(Lugo, Ravenna, 1880 – Ravenna 1955), composer and musicologist, a pupil of Mascagni, joined Futurism in 1910, drafting its music manifestos. From the same year is, in fact, the “Manifesto of Futurist Musicians,” which will be followed by the “Technical Manifesto of Futurist Music” (1911) and “Destruction of Quadrature” (1912). He collaborated with the Florentine magazine “Lacerba,” where he published in 1914 the musical text “L’aviatore Dro, op.33” and the article “Gl’intonarumori nell’orchestra,” which represented his adherence to Russolo’s manifesto “L’arte dei rumori.” A staunch interventionist, he composed “Ode to Victory, Op. 29” and the “Trio, Op. 28” during the war years. In 1918 he collaborated with the Bolognese newspaper “Il Resto del Carlino” and from 1919 to 1921 with “Popolo d’Italia,” at the personal invitation of Mussolini. He composed the musical interludes for Marinetti’s drama “The Fire Drum,” and from 1923 to 1927 composed his happiest works “Lullaby of Dolls, op.44,” “Spring Gift, op.48,” “The Godmaker, op.46,” and “Popolaresca,” composed for the performances of the Futurist Pantomime Theater. During these same years, he did not neglect his activity as an essayist for many cultural periodicals, including Bologna’s “Pensiero musicale,” of which he would take over as editor. Significant was his work as an ethnographer and collector of Romagna songs, which was part of the general rediscovery of the national musical heritage in line with the rise of fascism. Despite the incurable illness that would lead to his death, he managed to complete the “Autobiography” that would be published posthumously, in Milan, in 1971.
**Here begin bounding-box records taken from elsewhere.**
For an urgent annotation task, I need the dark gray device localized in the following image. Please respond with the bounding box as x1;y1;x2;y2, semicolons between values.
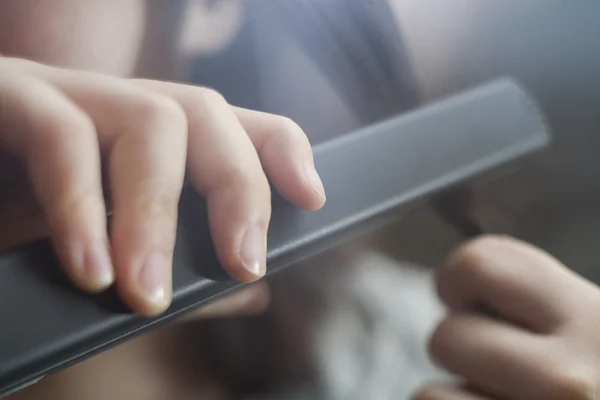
0;80;549;397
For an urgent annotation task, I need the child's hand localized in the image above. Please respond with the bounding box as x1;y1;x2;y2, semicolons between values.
415;237;600;400
0;58;325;315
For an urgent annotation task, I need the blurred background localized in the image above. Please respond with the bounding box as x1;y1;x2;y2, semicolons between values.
134;0;600;400
8;0;600;400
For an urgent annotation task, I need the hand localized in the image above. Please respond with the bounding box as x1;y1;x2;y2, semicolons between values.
0;58;325;316
415;237;600;400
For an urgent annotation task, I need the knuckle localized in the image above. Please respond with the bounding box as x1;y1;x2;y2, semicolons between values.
133;94;187;132
43;112;96;140
276;116;306;137
179;86;228;116
427;318;454;363
412;386;440;400
195;87;227;104
443;235;506;278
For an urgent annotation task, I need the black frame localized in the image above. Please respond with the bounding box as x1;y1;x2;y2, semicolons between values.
0;79;550;397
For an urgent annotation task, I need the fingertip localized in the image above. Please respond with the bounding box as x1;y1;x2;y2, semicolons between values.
116;251;173;318
304;161;327;211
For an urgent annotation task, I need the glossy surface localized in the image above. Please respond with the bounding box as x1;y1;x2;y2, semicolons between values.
0;81;549;393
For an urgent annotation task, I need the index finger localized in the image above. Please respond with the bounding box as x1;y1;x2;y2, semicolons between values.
437;236;592;333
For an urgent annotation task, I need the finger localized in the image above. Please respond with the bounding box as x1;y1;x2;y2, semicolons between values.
437;236;591;333
139;81;271;282
181;282;271;322
413;385;496;400
233;107;325;210
430;314;593;400
0;71;113;291
31;69;187;316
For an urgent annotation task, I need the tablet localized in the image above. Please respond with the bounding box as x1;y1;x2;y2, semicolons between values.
0;79;550;397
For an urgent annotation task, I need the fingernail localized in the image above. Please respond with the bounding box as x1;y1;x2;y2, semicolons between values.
240;225;267;277
304;161;325;199
139;253;169;307
84;242;115;289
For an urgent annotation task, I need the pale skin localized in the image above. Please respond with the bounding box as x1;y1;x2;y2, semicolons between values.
414;236;600;400
0;0;318;399
0;0;600;400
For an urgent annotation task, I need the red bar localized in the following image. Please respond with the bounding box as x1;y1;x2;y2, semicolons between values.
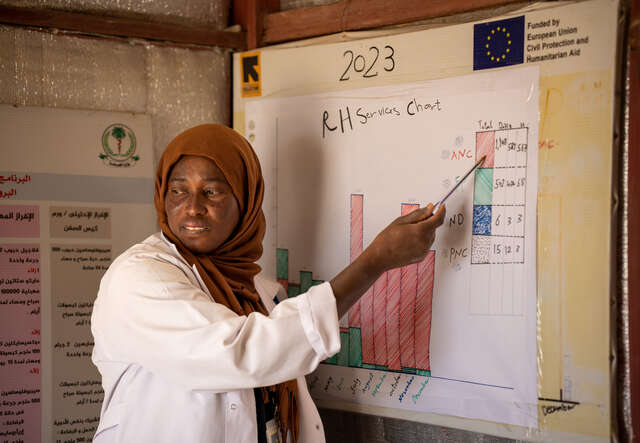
386;268;401;370
373;272;387;366
415;251;436;371
400;203;419;368
349;194;364;328
360;286;375;365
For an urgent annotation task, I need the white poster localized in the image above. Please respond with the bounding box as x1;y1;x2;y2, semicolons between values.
245;67;539;427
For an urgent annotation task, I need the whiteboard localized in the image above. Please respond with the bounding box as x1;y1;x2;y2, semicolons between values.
234;0;618;441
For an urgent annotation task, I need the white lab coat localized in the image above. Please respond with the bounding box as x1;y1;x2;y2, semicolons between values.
91;234;340;443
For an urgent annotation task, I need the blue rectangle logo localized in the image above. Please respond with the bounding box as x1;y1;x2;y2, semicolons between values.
473;15;524;71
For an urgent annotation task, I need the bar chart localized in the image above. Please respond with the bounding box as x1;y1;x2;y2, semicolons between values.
276;194;435;375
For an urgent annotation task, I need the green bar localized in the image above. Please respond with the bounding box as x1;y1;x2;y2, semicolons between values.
276;248;289;280
349;328;362;367
300;271;313;294
337;332;349;366
288;283;300;298
473;168;493;205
The Francesco Balilla Pratella Fund is divided into the following sections: Correspondence, undoubtedly the most conspicuous section, which collects letters addressed to Pratella from numerous correspondents including Bacchelli, Balla, Bastianelli, Boccioni, Bragaglia, Broglio, Cangiullo, Corradini, De Pisis, Farfa, Fillia, Marinetti, Mazza, Missiroli, Mussolini Benito and Arnaldo, Palazzeschi, Pizzetti, Settimelli, and Viani; Manuscripts, which records the presence of two typescripts signed by Remo Chiti and Emilio Settimelli; Press Review, which preserves articles from newspapers and magazines about Pratella’s work, which the latter gathered and arranged in variously titled notebooks (“Pro memoria,” “Articles on Futurism,” “Pro futurist musicians”); Periodicals, with various newspapers including “Comoedia,” “The Observer,” “The Literary Fair,” “Futurist Style,” and “We.” Printed material, which collects drafts, scattered sheets, and photocopies of letters found in original in the Correspondence section; Library, a collection of first editions related to futurism, often with dedications.